例えば、酒を飲んでいる席で、「ジョッキを一番早く空にした奴が勝ちな」というルール定義がされて、それに参加者が同意すれば、そこは「ゲーム」的な場になる。
ルールは、「遊び」の骨組みになるものと言える。骨があることで、巨大な構造を作ることができる。
対して、肉・皮膚に相当し、触感や、行為そのものによってプレイヤーを喜ばせるものは、ルールによって駆動される物理的、感覚的なメディアである。
ルールだけでは「遊び」にならないし、メディアとそれにまつわる単純な行為だけでは発展性を欠く。
「今から、富士山頂に最初に到着した奴が勝ち」と言ったらそれは、富士山をメディアとして使った「ゲーム」だろう。あまり普遍的なメディアではないが、メディアそのものの力は大きい。
「このトランプでポーカーやろうぜ」は、トランプをメディアとして使った「ゲーム」だろう。メディアが普遍的、一般的な分、「内容」としてのルールに則った「ゲーム」的行為の比重は大きい。
で、デジタルゲームをどう見るか。
原理的な、形而上学的な、行為としての「ゲーム」と、
製品、文化、メディアとしての「デジタルゲーム」とは別物として見る必要がある。
どう呼び分ければいいのか…試しに、ハード、ソフトを含めた系を「ゲームメディア」と呼んでみる。

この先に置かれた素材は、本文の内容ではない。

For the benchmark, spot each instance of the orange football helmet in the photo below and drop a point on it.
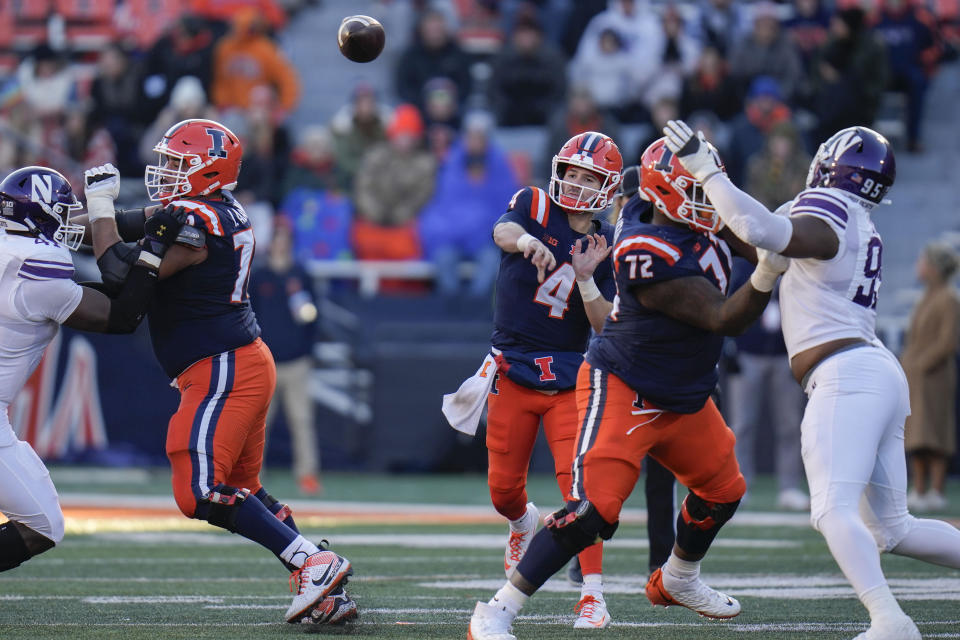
(595, 152)
(197, 157)
(675, 192)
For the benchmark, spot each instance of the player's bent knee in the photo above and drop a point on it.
(578, 526)
(49, 523)
(221, 506)
(889, 534)
(700, 521)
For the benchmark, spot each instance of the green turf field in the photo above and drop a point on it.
(180, 579)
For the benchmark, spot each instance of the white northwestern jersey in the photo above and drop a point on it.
(36, 297)
(824, 300)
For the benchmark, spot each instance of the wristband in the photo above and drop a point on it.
(99, 208)
(763, 280)
(588, 289)
(524, 241)
(149, 260)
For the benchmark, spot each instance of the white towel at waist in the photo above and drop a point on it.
(464, 407)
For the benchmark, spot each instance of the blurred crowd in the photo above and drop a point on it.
(414, 171)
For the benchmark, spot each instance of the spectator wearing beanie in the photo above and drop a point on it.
(395, 181)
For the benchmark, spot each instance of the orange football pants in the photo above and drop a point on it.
(617, 429)
(514, 414)
(217, 434)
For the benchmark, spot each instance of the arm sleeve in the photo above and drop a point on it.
(748, 219)
(54, 299)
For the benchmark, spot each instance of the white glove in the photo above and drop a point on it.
(692, 150)
(101, 186)
(769, 267)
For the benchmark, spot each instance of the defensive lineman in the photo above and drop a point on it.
(852, 429)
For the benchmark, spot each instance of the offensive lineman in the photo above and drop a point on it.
(645, 386)
(852, 429)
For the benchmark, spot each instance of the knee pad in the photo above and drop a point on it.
(220, 506)
(507, 493)
(700, 521)
(578, 526)
(888, 529)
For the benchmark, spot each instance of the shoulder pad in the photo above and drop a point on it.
(648, 244)
(201, 214)
(532, 201)
(192, 237)
(822, 204)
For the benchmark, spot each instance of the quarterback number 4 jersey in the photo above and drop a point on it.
(542, 327)
(837, 298)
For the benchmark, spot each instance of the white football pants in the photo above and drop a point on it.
(852, 447)
(27, 494)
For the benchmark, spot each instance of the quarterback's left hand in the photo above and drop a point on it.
(692, 150)
(101, 186)
(585, 260)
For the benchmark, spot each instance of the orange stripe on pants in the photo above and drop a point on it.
(514, 414)
(217, 434)
(696, 447)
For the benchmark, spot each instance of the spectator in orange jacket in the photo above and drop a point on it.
(246, 58)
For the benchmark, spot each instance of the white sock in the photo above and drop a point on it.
(510, 599)
(881, 604)
(298, 551)
(933, 541)
(592, 585)
(681, 570)
(523, 522)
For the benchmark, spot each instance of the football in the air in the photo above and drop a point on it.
(360, 38)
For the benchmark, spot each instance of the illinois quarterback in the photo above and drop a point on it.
(553, 287)
(644, 387)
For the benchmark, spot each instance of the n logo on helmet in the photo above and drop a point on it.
(217, 151)
(41, 188)
(842, 143)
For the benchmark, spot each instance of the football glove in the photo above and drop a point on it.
(161, 229)
(101, 186)
(692, 150)
(769, 267)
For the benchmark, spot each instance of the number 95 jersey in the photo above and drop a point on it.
(542, 328)
(823, 300)
(667, 362)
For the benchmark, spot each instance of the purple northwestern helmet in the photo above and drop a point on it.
(39, 200)
(858, 160)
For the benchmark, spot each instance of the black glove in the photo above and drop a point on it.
(162, 228)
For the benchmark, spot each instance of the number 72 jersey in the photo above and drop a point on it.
(204, 309)
(542, 329)
(669, 363)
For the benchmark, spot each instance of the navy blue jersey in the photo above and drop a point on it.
(669, 363)
(204, 309)
(542, 328)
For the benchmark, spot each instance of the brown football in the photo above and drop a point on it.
(360, 38)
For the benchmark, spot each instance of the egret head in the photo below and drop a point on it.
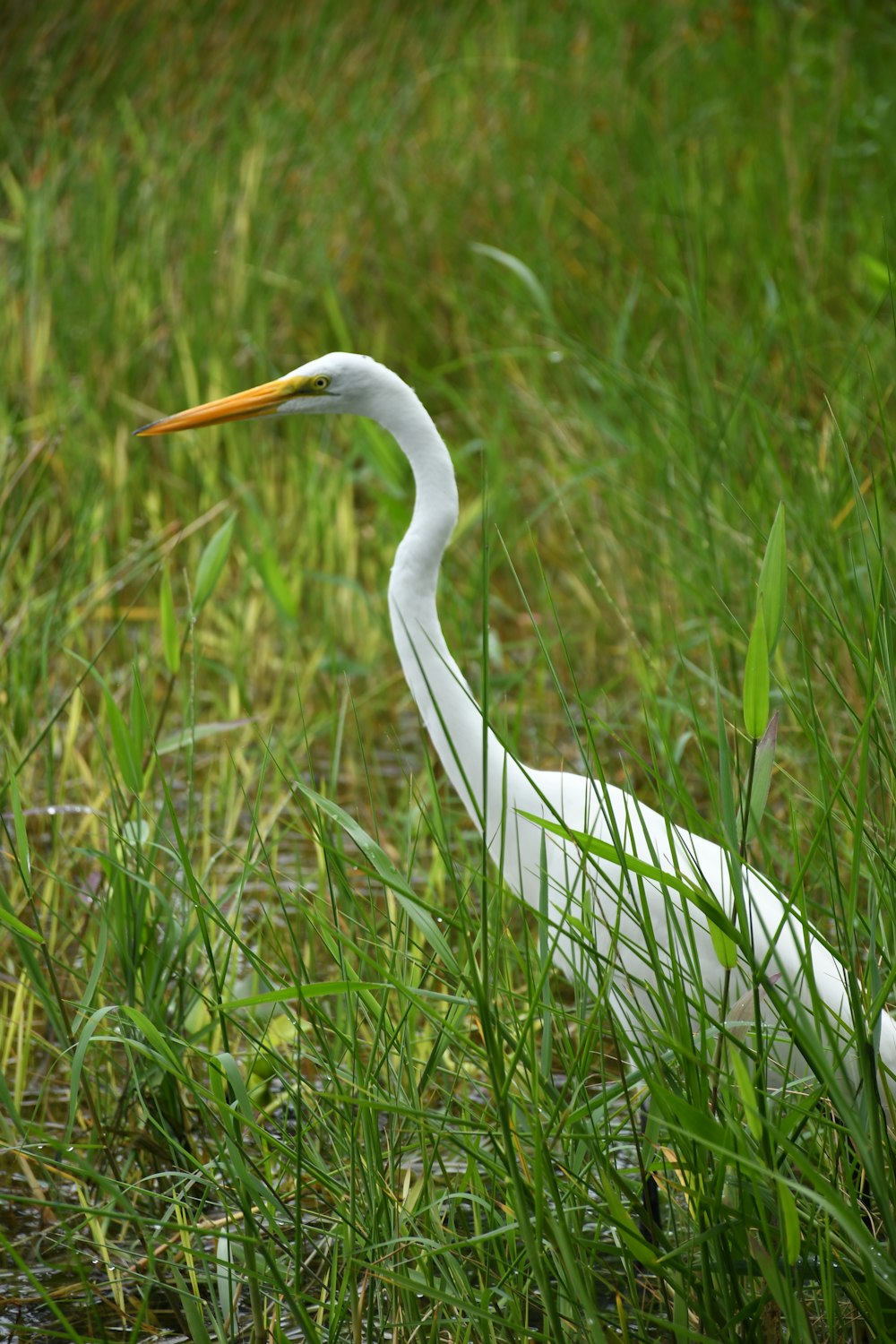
(333, 383)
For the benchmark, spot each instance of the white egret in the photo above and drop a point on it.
(607, 917)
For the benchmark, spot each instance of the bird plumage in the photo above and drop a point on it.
(640, 927)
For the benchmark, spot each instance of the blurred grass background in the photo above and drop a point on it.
(634, 258)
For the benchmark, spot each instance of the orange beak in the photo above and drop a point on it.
(258, 401)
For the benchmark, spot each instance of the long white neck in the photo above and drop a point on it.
(482, 773)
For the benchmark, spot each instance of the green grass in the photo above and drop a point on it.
(269, 1073)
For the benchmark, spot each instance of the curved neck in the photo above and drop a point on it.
(479, 769)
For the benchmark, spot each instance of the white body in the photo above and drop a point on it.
(605, 921)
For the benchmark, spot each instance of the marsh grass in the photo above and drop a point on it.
(285, 1059)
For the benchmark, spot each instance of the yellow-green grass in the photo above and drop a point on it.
(263, 1074)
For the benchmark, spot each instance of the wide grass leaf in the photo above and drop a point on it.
(211, 564)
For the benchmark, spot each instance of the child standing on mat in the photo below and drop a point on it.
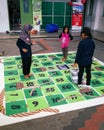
(84, 56)
(24, 44)
(65, 38)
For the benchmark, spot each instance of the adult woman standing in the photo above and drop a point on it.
(84, 56)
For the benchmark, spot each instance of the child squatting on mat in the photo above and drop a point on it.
(24, 44)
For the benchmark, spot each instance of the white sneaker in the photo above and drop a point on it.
(80, 85)
(88, 86)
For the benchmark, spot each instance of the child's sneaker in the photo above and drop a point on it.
(88, 86)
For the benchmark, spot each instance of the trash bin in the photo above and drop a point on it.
(50, 28)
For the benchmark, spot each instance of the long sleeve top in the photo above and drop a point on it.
(85, 52)
(22, 45)
(65, 39)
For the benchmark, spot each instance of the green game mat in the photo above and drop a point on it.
(51, 80)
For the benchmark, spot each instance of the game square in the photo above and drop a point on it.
(10, 79)
(10, 72)
(50, 90)
(55, 100)
(41, 57)
(7, 68)
(95, 63)
(45, 82)
(96, 83)
(47, 64)
(24, 79)
(9, 63)
(37, 103)
(10, 87)
(66, 72)
(60, 79)
(91, 94)
(66, 87)
(29, 83)
(13, 96)
(49, 68)
(55, 59)
(18, 62)
(37, 70)
(69, 61)
(41, 75)
(59, 55)
(100, 90)
(99, 68)
(51, 56)
(62, 67)
(18, 58)
(36, 65)
(58, 62)
(73, 97)
(36, 93)
(16, 107)
(98, 74)
(55, 73)
(9, 59)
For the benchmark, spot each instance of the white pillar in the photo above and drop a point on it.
(4, 18)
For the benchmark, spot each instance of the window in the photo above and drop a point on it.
(91, 5)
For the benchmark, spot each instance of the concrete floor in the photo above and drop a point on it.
(47, 45)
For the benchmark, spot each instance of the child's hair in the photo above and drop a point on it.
(64, 29)
(87, 32)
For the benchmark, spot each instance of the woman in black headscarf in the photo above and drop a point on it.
(84, 56)
(24, 44)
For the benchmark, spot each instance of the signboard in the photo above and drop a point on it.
(77, 16)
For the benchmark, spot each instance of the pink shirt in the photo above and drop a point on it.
(65, 39)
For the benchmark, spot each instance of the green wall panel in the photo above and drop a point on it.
(57, 13)
(68, 9)
(59, 21)
(68, 21)
(26, 17)
(46, 8)
(59, 8)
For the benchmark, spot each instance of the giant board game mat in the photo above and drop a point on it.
(48, 91)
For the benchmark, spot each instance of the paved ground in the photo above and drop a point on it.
(46, 45)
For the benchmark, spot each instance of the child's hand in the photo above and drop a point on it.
(74, 65)
(34, 42)
(24, 50)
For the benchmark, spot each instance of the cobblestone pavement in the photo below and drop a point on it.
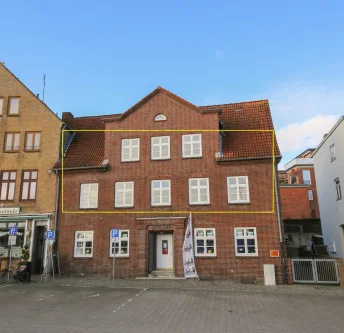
(191, 284)
(35, 308)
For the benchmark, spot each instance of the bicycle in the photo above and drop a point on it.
(18, 274)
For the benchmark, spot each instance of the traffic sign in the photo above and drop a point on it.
(12, 240)
(50, 235)
(114, 234)
(13, 231)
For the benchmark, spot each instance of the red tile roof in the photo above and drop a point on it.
(246, 116)
(87, 148)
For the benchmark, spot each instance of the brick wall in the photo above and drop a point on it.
(295, 203)
(179, 116)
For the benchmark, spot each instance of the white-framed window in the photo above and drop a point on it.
(160, 117)
(13, 106)
(121, 248)
(205, 242)
(124, 194)
(332, 152)
(161, 192)
(89, 195)
(338, 189)
(306, 175)
(83, 245)
(12, 141)
(1, 105)
(130, 150)
(238, 190)
(199, 191)
(160, 146)
(192, 145)
(246, 242)
(310, 194)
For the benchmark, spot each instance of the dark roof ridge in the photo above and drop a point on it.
(224, 104)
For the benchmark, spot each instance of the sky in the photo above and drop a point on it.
(101, 57)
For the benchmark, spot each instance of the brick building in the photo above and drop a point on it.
(146, 183)
(30, 142)
(299, 202)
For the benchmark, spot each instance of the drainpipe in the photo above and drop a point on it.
(57, 210)
(284, 267)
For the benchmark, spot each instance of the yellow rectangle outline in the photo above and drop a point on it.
(172, 212)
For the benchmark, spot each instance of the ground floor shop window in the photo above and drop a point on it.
(246, 242)
(205, 242)
(4, 247)
(83, 247)
(120, 247)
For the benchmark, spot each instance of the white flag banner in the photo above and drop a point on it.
(188, 253)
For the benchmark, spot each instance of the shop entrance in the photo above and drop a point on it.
(37, 263)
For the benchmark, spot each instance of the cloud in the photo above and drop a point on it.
(299, 101)
(302, 113)
(299, 136)
(219, 54)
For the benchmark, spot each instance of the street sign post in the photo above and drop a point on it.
(114, 238)
(50, 235)
(49, 240)
(12, 240)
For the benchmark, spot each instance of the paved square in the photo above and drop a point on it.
(38, 308)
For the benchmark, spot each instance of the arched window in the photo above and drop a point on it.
(159, 117)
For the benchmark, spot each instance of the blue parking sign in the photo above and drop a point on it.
(50, 235)
(12, 231)
(114, 233)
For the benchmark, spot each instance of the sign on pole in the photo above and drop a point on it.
(12, 240)
(13, 230)
(114, 238)
(114, 234)
(50, 235)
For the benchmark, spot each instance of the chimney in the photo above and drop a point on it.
(67, 115)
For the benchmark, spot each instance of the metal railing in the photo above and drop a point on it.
(315, 270)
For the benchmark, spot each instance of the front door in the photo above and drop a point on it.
(164, 251)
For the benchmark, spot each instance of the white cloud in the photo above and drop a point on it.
(302, 113)
(299, 101)
(299, 136)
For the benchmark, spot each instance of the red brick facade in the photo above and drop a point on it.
(142, 222)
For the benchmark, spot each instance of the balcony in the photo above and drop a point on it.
(298, 161)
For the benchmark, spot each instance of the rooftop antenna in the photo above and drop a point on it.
(44, 76)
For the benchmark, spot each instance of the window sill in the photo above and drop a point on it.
(83, 258)
(239, 203)
(192, 157)
(120, 257)
(200, 204)
(124, 207)
(246, 256)
(161, 159)
(205, 257)
(32, 150)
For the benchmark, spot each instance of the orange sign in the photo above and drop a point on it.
(274, 253)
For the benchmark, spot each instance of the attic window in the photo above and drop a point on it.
(159, 117)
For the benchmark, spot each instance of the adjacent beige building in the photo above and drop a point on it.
(29, 147)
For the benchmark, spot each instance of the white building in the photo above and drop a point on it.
(329, 173)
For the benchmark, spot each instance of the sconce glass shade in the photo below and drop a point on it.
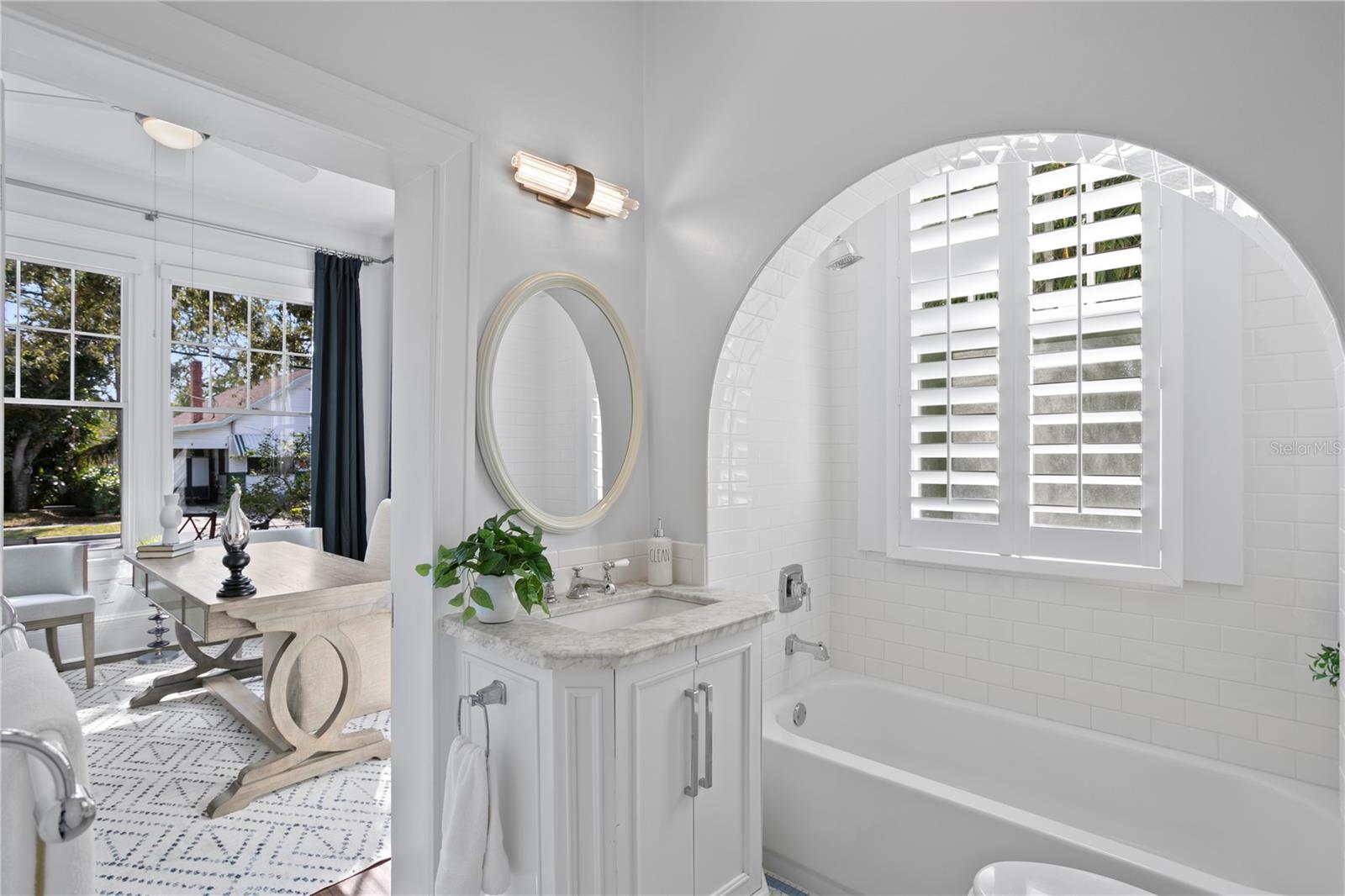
(170, 134)
(560, 183)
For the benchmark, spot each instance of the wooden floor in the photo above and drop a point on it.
(376, 880)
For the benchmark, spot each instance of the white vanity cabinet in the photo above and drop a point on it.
(689, 771)
(595, 770)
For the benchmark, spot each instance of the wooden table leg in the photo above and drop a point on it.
(203, 667)
(309, 754)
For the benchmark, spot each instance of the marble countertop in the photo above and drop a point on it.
(538, 640)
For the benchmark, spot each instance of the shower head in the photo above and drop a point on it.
(841, 255)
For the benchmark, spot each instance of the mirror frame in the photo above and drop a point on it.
(486, 441)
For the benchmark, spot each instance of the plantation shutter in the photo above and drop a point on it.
(1028, 363)
(1093, 423)
(952, 361)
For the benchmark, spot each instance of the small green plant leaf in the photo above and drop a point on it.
(1327, 663)
(498, 548)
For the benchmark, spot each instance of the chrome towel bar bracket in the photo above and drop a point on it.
(71, 813)
(491, 694)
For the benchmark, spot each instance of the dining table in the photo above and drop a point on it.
(304, 596)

「ゲームメディア」はそれ自体、固有の世界を持っていて、それをプレイヤーは体験することができる。
「ゲームメディア」は、「ゲーム」と相性がよい。「ゲーム」を駆動する装置として適している。
パックマンをプレイする時、そこには確かにルールがある。エサを全て食べたらステージクリア、敵に当たるとミス。
だが、そのルール空間内で行為する前に、パックマンの「ゲームメディア」としての世界で、コントローラーの操作に応じて画面の映像が動き、パックマンが移動する、それらの体験自体が人を魅きつけるだけの楽しさを持っている、はず。
「ゲームメディア」は体験可能な世界で、そこでは「ゲーム」に留まらず、「遊び」もできる。「遊び」以外もできる、金稼ぎとか、お勉強とか…多分。
実際、ノベルゲームが出てきて、「これはゲームなのか」みたいな話によくなるわけだけど、「ゲームメディア」がそれだけメディアとして多様性を持てるってことじゃねーの。
まあ、デジタルゲームってのは、メディアとしての力が大きいシステムなのだろう。
ただ、単純な話、ゲームハードが「家にある唯一のコンピューター」だった時代と、コンピューターが一人一台どころではないくらいに増えてる時代とでは、ゲームコンソール自体が持つメディアとしての力は相対的に小さくなるよね、とか。
…まあ、現状が悪いわけではないと思うし、ゲームらしいゲーム作ることに価値がない、なんてことは全くないだろうし。時代遅れ云々という話は…どうでもいいな。
以上、考えをまとめただけ。
※ コマの触りごこちが最高に気持ちよくて、触ってるだけで勝敗なんてどうでもよくなるボードゲームとかいかがか。おっぱいボードゲーム、とは限らない…。